A key example of public food procurement initiatives is offered by home-grown school feeding programmes. Although the definition of ‘home-grown’ may vary, this type of programme may be understood as a school feeding model that is designed to provide children in schools with safe, diverse and nutritious food, sourced locally from smallholders (FAO and WFP 2018). Other relevant examples of public food procurement initiatives include ones linked to strategic food reserves and broader food security programmes.

Various studies, as well as development projects, have analysed the key challenges involved in developing inclusive public food procurement initiatives that target smallholder farmers and their organisations, the reforms needed to bring these about, and the lessons to be learned from the current situation.

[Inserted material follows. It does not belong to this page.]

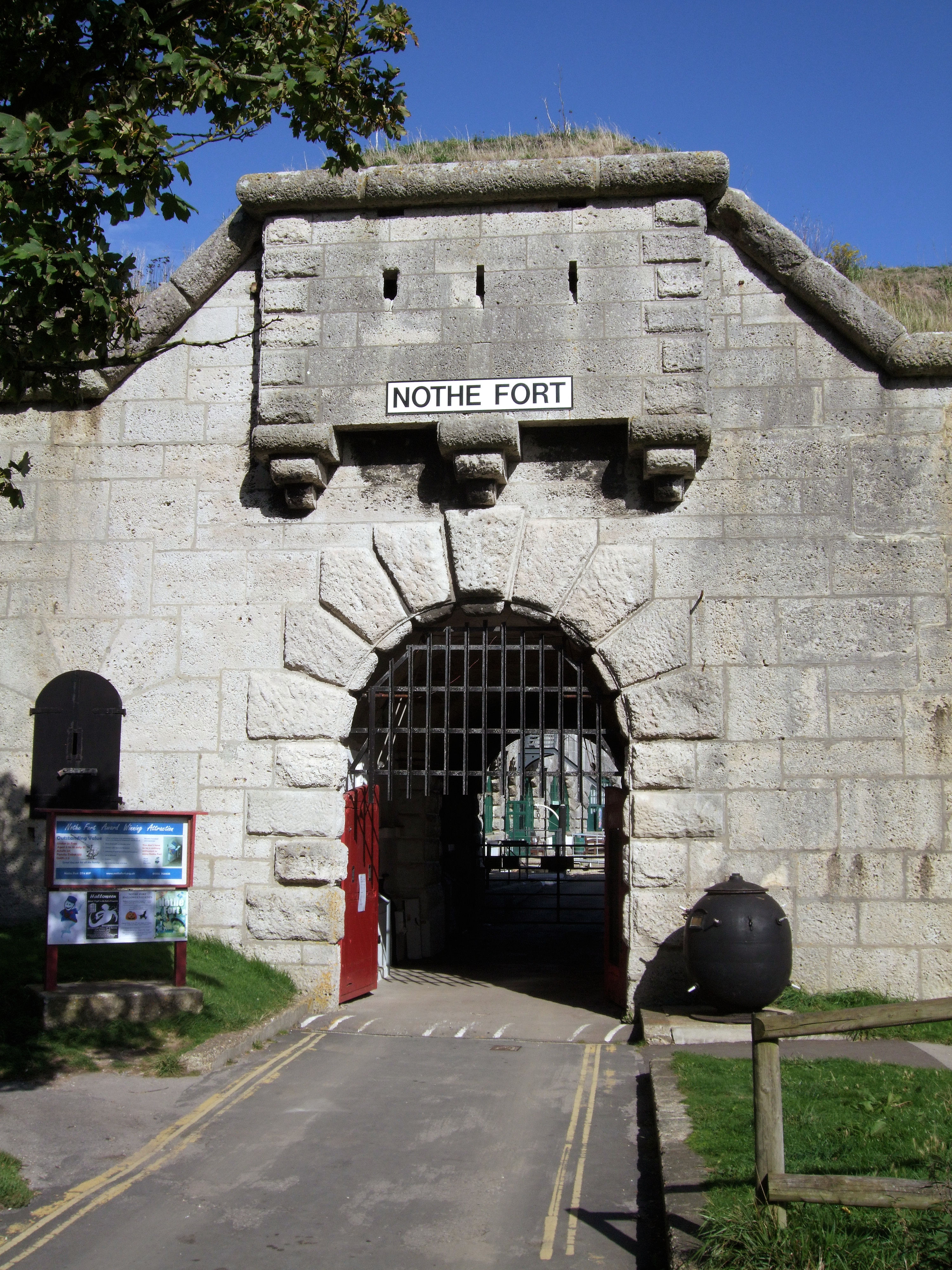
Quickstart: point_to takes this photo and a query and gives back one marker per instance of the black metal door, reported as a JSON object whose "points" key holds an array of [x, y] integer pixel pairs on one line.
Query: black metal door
{"points": [[77, 731]]}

Among the key lessons learned, there is an increasing recognition of the importance of a conducive and aligned public procurement policy and regulatory framework5 (Morgan and Sonnino 2008; Sumberg and Sabates-Wheeler 2010; Brooks et al. 2014; Swensson 2015; FAO 2013; Kelly and Swensson 2017; Swensson and Klug 2017). This includes, in particular, the alignment of public procurement laws, regulations and related practices.

The paper Aligning Policy And Legal Frameworks For Supporting Smallholder Farming Through Public Food Procurement: The Case Of Home-Grown School Feeding Programmesaims to help build this dialogue, bringing to the food procurement and rural development literature an analysis of the various legal mechanisms that can be used to align the regulatory framework in pursuit of broader development goals by means of public procurement in the form of home-grown school feeding programmes.